Ao permitir que o IPTU seja aumentado por decreto, sem a aprovação das Câmaras Municipais, o aumento da carga tributária irá acontecer de forma mais célere, permitindo que os municípios exijam o imposto sem a possibilidade de discussão pelo Poder Legislativo (Câmaras Municipais), flexibilizando exatamente as limitações aos poderes de tributar, que são necessárias para garantir a segurança ao contribuinte.

Na prática, o que podemos esperar são recorrentes atualizações do valor de IPTU exigido, uma vez que os municípios poderão atualizar a base de cálculo (valor venal do imóvel) de forma bem mais livre.

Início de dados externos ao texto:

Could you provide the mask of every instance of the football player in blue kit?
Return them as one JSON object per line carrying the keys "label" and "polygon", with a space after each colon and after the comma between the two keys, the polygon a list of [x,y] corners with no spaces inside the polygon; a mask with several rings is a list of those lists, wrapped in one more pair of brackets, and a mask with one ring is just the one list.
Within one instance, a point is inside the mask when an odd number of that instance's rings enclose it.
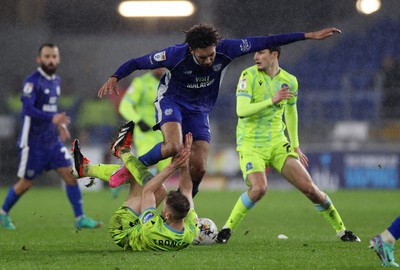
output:
{"label": "football player in blue kit", "polygon": [[57,109],[61,94],[61,80],[55,74],[60,63],[58,47],[51,43],[43,44],[36,61],[38,69],[23,83],[22,127],[18,138],[19,180],[9,189],[0,209],[1,227],[15,230],[9,211],[32,187],[33,180],[49,170],[55,170],[64,179],[67,197],[75,214],[75,227],[100,227],[101,222],[84,215],[81,191],[71,174],[71,156],[63,144],[70,138],[67,128],[70,118]]}
{"label": "football player in blue kit", "polygon": [[185,31],[184,43],[133,58],[108,79],[98,96],[119,94],[117,82],[136,70],[167,68],[160,81],[154,102],[156,125],[164,141],[139,157],[146,166],[176,155],[183,147],[183,134],[193,134],[190,174],[193,196],[206,172],[210,145],[209,112],[212,110],[226,68],[233,59],[269,47],[281,46],[304,39],[323,40],[339,29],[326,28],[316,32],[277,34],[271,36],[222,39],[211,25],[195,25]]}

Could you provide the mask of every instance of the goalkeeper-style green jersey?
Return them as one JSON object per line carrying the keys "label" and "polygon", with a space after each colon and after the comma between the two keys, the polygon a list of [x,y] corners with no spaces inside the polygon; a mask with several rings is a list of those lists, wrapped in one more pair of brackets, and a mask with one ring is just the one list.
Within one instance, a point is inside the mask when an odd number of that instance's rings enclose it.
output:
{"label": "goalkeeper-style green jersey", "polygon": [[[294,92],[293,98],[273,104],[272,97],[285,86],[288,91]],[[283,69],[273,78],[264,71],[259,71],[256,65],[245,69],[236,90],[236,109],[239,116],[236,129],[237,149],[270,147],[287,140],[286,125],[292,146],[298,147],[297,90],[296,77]]]}
{"label": "goalkeeper-style green jersey", "polygon": [[[159,80],[151,72],[132,80],[119,105],[119,113],[126,121],[144,121],[151,128],[156,124],[154,100],[157,97],[158,84]],[[139,127],[134,129],[134,143],[138,155],[147,153],[162,141],[163,136],[159,130],[150,129],[143,132]]]}
{"label": "goalkeeper-style green jersey", "polygon": [[197,215],[191,208],[184,220],[183,231],[177,231],[151,208],[139,216],[139,223],[130,230],[129,246],[133,250],[180,250],[188,247],[196,237]]}

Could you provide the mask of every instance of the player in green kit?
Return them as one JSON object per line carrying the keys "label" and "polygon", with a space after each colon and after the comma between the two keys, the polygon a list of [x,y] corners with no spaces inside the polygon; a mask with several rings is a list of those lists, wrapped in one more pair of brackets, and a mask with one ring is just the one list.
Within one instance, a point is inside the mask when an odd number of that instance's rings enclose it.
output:
{"label": "player in green kit", "polygon": [[[157,88],[165,68],[153,69],[133,79],[122,97],[118,111],[126,121],[137,123],[133,134],[133,143],[137,156],[147,153],[155,144],[163,141],[161,131],[153,130],[156,124],[154,100]],[[157,171],[164,169],[171,159],[161,160],[156,164]]]}
{"label": "player in green kit", "polygon": [[[312,181],[306,170],[308,159],[298,140],[295,76],[279,67],[280,47],[256,52],[256,65],[245,69],[236,91],[236,130],[240,168],[249,187],[236,202],[217,237],[227,243],[232,232],[267,191],[266,167],[275,168],[314,203],[343,241],[361,240],[344,223],[330,200]],[[284,117],[284,120],[283,120]],[[285,135],[287,128],[289,139]]]}
{"label": "player in green kit", "polygon": [[[188,167],[192,134],[186,135],[184,147],[171,163],[153,175],[131,152],[133,127],[133,122],[122,126],[111,148],[132,176],[128,197],[110,219],[109,233],[124,250],[176,251],[186,248],[193,242],[198,230]],[[73,156],[78,177],[106,180],[111,176],[110,172],[118,168],[118,165],[89,164],[80,152],[77,140],[74,141]],[[166,194],[163,183],[177,169],[180,169],[180,192]],[[161,215],[158,215],[156,208],[163,200]]]}
{"label": "player in green kit", "polygon": [[[157,97],[158,84],[165,71],[165,68],[157,68],[134,78],[118,107],[120,115],[127,122],[137,123],[133,134],[137,156],[147,153],[154,145],[163,141],[161,131],[153,130],[153,126],[156,124],[154,100]],[[160,160],[150,169],[155,174],[163,170],[170,162],[171,158]],[[121,185],[113,188],[112,196],[118,197],[123,187]]]}

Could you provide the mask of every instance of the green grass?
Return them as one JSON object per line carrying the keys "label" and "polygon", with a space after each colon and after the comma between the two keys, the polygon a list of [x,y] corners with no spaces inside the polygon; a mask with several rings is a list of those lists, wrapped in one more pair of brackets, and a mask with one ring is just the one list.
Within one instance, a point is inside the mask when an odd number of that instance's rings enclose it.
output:
{"label": "green grass", "polygon": [[[6,189],[0,191],[1,201]],[[126,191],[123,191],[126,193]],[[220,228],[241,192],[202,191],[199,217]],[[400,191],[329,193],[348,229],[361,243],[338,240],[333,229],[295,190],[269,191],[227,245],[191,246],[180,252],[124,252],[110,239],[107,223],[125,194],[85,192],[86,214],[105,226],[76,230],[65,192],[34,188],[14,207],[16,231],[0,229],[0,269],[382,269],[369,239],[399,213]],[[278,234],[288,240],[278,240]],[[396,259],[400,261],[399,251]]]}

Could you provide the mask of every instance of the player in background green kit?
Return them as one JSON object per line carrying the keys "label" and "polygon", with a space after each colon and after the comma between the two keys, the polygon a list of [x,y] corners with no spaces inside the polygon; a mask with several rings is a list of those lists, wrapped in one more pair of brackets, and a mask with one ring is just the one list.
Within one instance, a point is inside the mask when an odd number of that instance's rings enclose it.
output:
{"label": "player in background green kit", "polygon": [[[245,69],[236,91],[236,130],[240,168],[249,187],[236,202],[217,237],[227,243],[232,232],[267,191],[266,167],[274,167],[315,205],[343,241],[361,240],[344,223],[331,199],[314,184],[306,170],[308,159],[298,140],[295,76],[279,67],[280,47],[256,52],[256,65]],[[283,120],[284,116],[284,120]],[[290,138],[287,139],[285,129]]]}
{"label": "player in background green kit", "polygon": [[[155,121],[154,100],[157,97],[158,84],[161,77],[166,72],[165,68],[153,69],[145,74],[132,80],[121,99],[118,107],[120,115],[127,121],[137,123],[133,134],[133,144],[137,156],[144,155],[154,145],[163,141],[160,130],[153,130]],[[159,161],[155,166],[150,167],[152,172],[156,174],[162,171],[171,159]],[[112,196],[118,197],[124,186],[113,188]]]}
{"label": "player in background green kit", "polygon": [[[132,176],[128,197],[110,219],[109,233],[124,250],[176,251],[186,248],[198,230],[188,165],[192,134],[186,135],[184,147],[171,163],[153,175],[131,152],[133,127],[132,121],[122,126],[111,147],[112,153],[122,159]],[[106,180],[111,176],[110,172],[120,167],[89,164],[80,152],[78,140],[74,141],[73,156],[78,177]],[[180,169],[180,192],[166,194],[163,183],[177,169]],[[158,215],[156,208],[163,200],[161,215]]]}

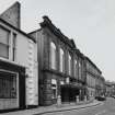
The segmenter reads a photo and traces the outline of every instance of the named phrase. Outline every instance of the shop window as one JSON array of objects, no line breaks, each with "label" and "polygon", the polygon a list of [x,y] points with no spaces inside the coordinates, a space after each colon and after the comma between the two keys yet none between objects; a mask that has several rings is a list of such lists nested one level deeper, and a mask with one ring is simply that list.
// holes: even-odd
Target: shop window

Thiago Duca: Com toda a certeza. Uma das garantias do Estado Democrático de Direito é o respeito à legalidade, sobretudo em matéria tributária, prevista no artigo 150, I, da Constituição Federal. Assim, é vedado ao ente político exigir ou aumentar tributo sem lei que o estabeleça.

Permitir que o município atualize o valor do imóvel, base de cálculo do IPTU, via decreto do Poder Executivo, é flagrantemente aumentar tributo sem prévia lei autorizativa, violando frontalmente o princípio da legalidade tributária.

Michel Siqueira Batista e Caio Persici: O texto da PEC 45/19 autoriza a atualização da base de cálculo do IPTU (valor venal do imóvel) pelo Poder Executivo (por decreto) conforme critérios previamente estabelecidos em lei municipal.

A princípio a alteração preocupa, pois não estabelece limites, tampouco há parâmetros para os critérios a serem criados.

O novo texto parece contrariar o entendimento do STF (Tema 211), segundo o qual a edição de lei somente pode ser dispensada para atualização do valor venal dos imóveis para fins de cobrança do IPTU caso a atualização não exceda os índices inflacionários anuais de correção monetária.